14

En ik neem de bus terug naar huis. Voor het uitgestelde ontbijt. Het leven gaat door. De krant ligt nog op de mat, als ik de deur open. Ik kijk op de rouwpagina. Het staat er, nog steeds met dezelfde woorden: Heden heeft God onverwacht tot zich genomen... Jij bent boven bezig met de bedden.

‘Moet je ook nog een kop koffie? ’ roep ik naar boven. ‘Nee,’ roep jij naar beneden. Tot geen ander rouwbeklag zijn we in staat dan tot het weer opladen van de gebruikelijke clichés.

Een tijdje later kom je naar beneden en kom je bij me zitten in de keuken.

‘Waarom hou je de krant ondersteboven? ’

‘Ja dat is waar ook,’ zeg ik en draai hem om.

Over Frank wordt niet gesproken.

‘Waar was je al die tijd? ’

‘O even een straatje om.’

‘Je ruikt naar jenever.’

‘Altijd beter dan wijwater.’

Je gaat weer naar boven na een tijdje. Je begrijpt het niet. Ik begrijp het niet. Wie begrijpt het wel? Of je er nu wel of niet op toast, je zoekt een verklaring maar daarmee is er niets begrepen. Want begrijpen wil zeggen: zo vertrouwd zijn met een gedachte dat ie al niet meer in je opkomt. Verklaren is alleen de ene gedachte met de andere in verband brengen. En dat kan altijd. Dood hoort bij leven. Leven bij twijfelen. Twijfelen bij wanhopen. Wanhopen bij ontgoocheling.
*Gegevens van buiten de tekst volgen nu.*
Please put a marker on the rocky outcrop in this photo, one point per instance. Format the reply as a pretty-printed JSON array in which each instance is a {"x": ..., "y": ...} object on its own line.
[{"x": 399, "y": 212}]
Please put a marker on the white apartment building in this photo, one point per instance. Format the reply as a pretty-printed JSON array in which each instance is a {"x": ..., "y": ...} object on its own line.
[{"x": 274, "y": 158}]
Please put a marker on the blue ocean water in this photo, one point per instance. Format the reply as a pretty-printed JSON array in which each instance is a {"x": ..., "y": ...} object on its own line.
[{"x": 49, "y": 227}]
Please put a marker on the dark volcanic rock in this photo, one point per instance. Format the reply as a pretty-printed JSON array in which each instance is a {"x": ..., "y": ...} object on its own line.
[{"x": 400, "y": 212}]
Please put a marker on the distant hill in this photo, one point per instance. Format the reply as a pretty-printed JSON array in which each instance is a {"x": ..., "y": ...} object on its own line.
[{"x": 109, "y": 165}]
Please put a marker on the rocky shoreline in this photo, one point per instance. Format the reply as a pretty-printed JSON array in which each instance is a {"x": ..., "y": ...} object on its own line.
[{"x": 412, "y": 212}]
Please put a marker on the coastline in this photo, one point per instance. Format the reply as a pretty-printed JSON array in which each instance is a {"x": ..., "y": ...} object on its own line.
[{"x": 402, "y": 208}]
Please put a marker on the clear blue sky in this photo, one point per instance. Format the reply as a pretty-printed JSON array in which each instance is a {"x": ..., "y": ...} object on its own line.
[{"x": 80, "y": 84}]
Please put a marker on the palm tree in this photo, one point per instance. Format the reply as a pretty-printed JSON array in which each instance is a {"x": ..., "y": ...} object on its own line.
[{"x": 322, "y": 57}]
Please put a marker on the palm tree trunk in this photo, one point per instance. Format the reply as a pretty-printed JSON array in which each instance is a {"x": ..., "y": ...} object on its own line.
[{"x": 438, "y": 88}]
En daarvoor zijn weer pillen. En de nevel van de alkohol. Maar waarom?

Waarom koos hij deze dood op dit moment? Of is oud worden nog wreder? Of onder een auto komen? Of... Het idee dat je kind op een middag niet thuis komt, dat je het niet meer kunt zien omdat de zware wielen het al hebben vernietigd voordat het stierf, is dat niet erger? Hoeveel doden moet je zien voordat je sterft? Doorleven is geen mens vergund, zei Villon 500 jaar geleden en hoeveel miljoenen hebben het daarna toch geprobeerd, om miljoenen doden te sterven. Doodgemarteld door sluikharige kolonisten. Opgeofferd aan sadistische góden. Aan scherpe messen geregen. Doorboord door gloeiende pinnen. Vertrapt door paarden. Getroffen door de bliksem. Doodgeslagen tegen een muur. Gedood door bommen. Gestikt in branden. Verminkt door napalm. Gehaald in de slaap. Opgestegen ten hemel. Weer een wonder de wereld uit. Daarom rouw alom. En ik zit aan de keukentafel voor een koude kop koffie in een nevel van alkohol en treur om één van de velen, omdat ie toevallig binnen mijn gezichtsveld kwam, terwijl ie toch zelf ervoor koos.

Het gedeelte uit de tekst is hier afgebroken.